Fulvio Ferrari, the Italian chemist-turned-creative, had chosen to dedicate his life to the pursuit of magic and mystery long before he encountered the work of Carlo Mollino—but in the late Italian architect and designer, a man as accomplished as he was enigmatic, Ferrari finally met his match. Says Ferrari, “In this world, you can open new doors, which open new doors”—and quite literally. As the proprietor and preserver of Turin’s Casa Mollino, Ferrari has been granted unfettered access to an apartment—or, rather, a universe—that Mollino spent eight years furnishing and decorating, all the while never once revealing its existence.

“It changed my life,” Ferrari recalls of the moment in 1999 that he was handed the keys to the sweeping first floor of the 19th-century riverside villa. “I became a detective, and, with my son, we started reconstructing the interior to understand what Mollino was doing.” Eventually, Ferrari, who had discovered a box of nearly 2,000 of Mollino’s never-before-seen Polaroids, found his answer on the cover of Message from the Darkroom, Mollino's 1949 collection of essays on photography, which depicted the stone bust of an ancient Egyptian queen—an image that seemed entirely unrelated to the contents of the book. “I understood this was a hidden message,” continues Ferrari, who, with the help of the then director of the nearby Egypt Museum, unearthed the ultimate finding: "Mollino was constructing a fantastically beautiful house facing a garden of roses and the river for his afterlife.”


After many years spent hunting down the missing elements, Ferrari has resurrected the Via Napione apartment, which served as the backdrop for Le Monde Beryl’s Camille Vivier-lensed campaign, in Mollino’s lasting, labyrinthine vision: Today, just as Mollino prepared it before his 1973 death, Tridacna clam shells flank the balcony and Japanese paper lanterns hang overhead; gilded mirrors (now corroded) add to the unending allure.
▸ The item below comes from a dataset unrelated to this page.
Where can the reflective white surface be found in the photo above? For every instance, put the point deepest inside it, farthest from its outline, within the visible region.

Calling to mind a lotus flower, a marble dining table, seen in Yuri Ancarani’s short film Séance, is joined by eight Eero Saarinen for Knoll Tulip chairs. 


“Everything here is a symbol,” Ferrari confirms; in other words, such seemingly disparate decorative accents are all, in fact, pieces of Mollino’s grand puzzle—one whose intricacies continue to enthrall and entice Ferrari, as well as anyone who walks through its doors. "The interior is a kind of medicine for visitors because it’s full of surprises,” muses Ferrari. “It’s like a very big book in which everyone can read a few lines that will help him better understand his or her life.”